= Josh Owen =

American industrial designer

Josh Owen is an American industrial designer, educator, and author. He heads a design studio, and is the Vignelli Distinguished Professor of Design and the Director of the Vignelli Center for Design Studies at The Rochester Institute of Technology.

== Biography ==

Owen was born in Philadelphia, USA in 1970. He graduated from Cornell University in 1994 with a B.F.A. in sculpture and a B.A. in visual studies. In 1997 he received an M.F.A. in furniture design from the Rhode Island School of Design.

Owen began his teaching career at Philadelphia University in 1999 where he held The Craig R. Benson Chair for Innovation. He also taught a product design course at the University of Pennsylvania School of Design. Owen joined the Industrial Design program at The Rochester Institute of Technology, in 2010 where he occupied a leadership role for a decade. In 2020 Owen became the Vignelli Distinguished Professor of Design and Director of the Vignelli Center for Design Studies.

Owen founded his professional design practice in 1998. In 2005 it was officially named Josh Owen LLC. His professional projects are produced by major international manufacturers including Areaware, Heller, Casamania, Kontextur, Kikkerland, Loll Designs, Nambe, OTHR and Umbra.

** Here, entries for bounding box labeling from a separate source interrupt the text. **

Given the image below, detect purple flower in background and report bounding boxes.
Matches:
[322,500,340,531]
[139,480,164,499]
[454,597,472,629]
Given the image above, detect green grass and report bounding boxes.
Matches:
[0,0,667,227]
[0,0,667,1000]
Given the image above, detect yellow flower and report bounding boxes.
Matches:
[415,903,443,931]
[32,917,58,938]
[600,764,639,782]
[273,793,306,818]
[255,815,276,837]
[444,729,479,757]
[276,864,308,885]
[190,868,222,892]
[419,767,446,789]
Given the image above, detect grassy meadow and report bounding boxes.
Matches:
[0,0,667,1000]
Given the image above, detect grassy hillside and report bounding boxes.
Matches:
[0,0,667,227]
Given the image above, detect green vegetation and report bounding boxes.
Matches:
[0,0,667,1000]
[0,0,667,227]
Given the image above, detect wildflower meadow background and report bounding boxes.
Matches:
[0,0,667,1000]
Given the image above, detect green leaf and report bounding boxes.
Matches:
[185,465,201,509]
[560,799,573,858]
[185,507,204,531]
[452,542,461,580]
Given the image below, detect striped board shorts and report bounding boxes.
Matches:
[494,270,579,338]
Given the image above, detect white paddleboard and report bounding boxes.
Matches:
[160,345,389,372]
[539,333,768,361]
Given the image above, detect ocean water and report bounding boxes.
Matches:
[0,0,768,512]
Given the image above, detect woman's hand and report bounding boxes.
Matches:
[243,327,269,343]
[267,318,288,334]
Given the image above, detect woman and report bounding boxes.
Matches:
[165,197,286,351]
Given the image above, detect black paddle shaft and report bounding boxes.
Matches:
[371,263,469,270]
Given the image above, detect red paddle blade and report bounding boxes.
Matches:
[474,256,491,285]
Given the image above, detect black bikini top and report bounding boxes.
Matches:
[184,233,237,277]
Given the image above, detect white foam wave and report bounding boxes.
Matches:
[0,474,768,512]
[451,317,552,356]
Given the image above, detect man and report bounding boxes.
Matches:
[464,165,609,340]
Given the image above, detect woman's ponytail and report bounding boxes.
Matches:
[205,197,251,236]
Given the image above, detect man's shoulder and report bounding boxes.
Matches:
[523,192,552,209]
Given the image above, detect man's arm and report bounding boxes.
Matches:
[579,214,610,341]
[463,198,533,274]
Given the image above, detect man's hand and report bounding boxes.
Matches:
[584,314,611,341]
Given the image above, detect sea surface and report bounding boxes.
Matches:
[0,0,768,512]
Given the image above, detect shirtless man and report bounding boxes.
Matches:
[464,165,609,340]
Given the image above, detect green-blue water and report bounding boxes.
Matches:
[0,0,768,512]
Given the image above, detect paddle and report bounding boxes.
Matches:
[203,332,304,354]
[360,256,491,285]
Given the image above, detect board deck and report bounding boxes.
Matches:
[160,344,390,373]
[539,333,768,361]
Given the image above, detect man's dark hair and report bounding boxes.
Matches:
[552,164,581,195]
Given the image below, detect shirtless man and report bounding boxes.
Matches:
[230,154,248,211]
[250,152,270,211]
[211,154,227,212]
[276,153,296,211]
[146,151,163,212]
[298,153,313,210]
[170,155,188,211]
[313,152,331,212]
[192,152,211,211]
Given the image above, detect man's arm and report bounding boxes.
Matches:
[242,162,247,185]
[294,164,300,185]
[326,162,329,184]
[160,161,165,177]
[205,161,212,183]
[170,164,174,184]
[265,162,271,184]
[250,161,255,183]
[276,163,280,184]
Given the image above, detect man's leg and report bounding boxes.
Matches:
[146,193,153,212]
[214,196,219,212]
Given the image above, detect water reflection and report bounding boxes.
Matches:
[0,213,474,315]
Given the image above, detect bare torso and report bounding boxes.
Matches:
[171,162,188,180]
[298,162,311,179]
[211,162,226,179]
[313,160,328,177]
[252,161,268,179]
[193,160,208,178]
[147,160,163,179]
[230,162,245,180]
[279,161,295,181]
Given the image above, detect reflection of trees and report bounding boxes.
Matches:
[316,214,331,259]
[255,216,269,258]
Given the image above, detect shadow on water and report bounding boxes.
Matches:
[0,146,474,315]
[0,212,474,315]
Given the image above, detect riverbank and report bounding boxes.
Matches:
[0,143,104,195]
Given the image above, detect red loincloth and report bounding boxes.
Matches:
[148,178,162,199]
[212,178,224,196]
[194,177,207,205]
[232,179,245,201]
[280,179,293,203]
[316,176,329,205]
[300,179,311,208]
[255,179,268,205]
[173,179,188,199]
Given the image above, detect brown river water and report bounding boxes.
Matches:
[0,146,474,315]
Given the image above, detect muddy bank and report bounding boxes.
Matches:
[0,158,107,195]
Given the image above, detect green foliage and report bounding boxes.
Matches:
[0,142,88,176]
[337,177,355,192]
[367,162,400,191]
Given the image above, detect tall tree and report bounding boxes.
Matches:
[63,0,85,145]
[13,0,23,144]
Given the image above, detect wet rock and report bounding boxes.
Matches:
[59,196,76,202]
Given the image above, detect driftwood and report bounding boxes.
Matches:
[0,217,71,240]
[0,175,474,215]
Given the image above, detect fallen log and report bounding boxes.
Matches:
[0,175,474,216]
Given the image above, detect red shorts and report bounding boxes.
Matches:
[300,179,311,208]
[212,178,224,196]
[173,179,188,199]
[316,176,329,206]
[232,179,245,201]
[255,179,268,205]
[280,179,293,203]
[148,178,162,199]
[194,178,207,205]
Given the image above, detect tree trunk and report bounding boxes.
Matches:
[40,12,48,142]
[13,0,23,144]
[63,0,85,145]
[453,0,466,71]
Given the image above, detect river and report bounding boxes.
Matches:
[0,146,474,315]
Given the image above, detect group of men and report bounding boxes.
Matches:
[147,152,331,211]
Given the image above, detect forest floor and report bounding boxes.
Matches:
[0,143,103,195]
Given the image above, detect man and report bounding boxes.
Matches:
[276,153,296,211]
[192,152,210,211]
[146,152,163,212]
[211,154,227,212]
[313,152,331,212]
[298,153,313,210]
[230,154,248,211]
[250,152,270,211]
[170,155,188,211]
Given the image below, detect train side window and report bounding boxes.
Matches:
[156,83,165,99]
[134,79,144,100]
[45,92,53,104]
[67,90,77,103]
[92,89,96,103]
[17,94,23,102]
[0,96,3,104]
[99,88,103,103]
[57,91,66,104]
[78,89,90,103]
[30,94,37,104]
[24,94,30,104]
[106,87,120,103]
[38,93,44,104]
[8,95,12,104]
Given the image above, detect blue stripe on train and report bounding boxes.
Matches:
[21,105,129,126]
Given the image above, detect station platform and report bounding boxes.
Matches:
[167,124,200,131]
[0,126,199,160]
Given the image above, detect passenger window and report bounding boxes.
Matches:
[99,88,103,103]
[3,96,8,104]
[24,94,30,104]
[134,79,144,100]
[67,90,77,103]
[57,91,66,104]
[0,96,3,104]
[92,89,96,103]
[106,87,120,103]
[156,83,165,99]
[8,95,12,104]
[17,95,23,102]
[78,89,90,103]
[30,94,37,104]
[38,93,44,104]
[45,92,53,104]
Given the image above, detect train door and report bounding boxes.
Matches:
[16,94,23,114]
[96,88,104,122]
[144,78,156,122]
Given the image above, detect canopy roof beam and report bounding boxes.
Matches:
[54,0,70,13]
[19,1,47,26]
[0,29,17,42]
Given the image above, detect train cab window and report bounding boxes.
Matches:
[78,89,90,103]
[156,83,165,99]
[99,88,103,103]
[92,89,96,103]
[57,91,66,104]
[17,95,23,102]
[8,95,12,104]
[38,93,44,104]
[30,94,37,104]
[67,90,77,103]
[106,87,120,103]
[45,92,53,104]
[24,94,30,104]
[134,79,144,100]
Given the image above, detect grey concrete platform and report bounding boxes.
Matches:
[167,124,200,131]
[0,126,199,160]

Owen has been the winner of seven Chicago Athenaeum Good Design Awards, the International Design Award, and has received honorable mentions for the ID Annual Design Review and the Red Dot Design Award. Owen is the author of the book Big Ideas / Small Packages and Lenses for Design. His work is included in the permanent design collections of the Design Museum Brussels, Centre Georges Pompidou, the Corning Museum of Glass, the Denver Art Museum, the Philadelphia Museum of Art, the Chicago Athenaeum, the Montreal Museum of Fine Arts, the National Museum of American Jewish History and the Taiwan Design Museum. His work has been featured in major exhibitions, numerous books on design, and is regularly included in critical design discourse.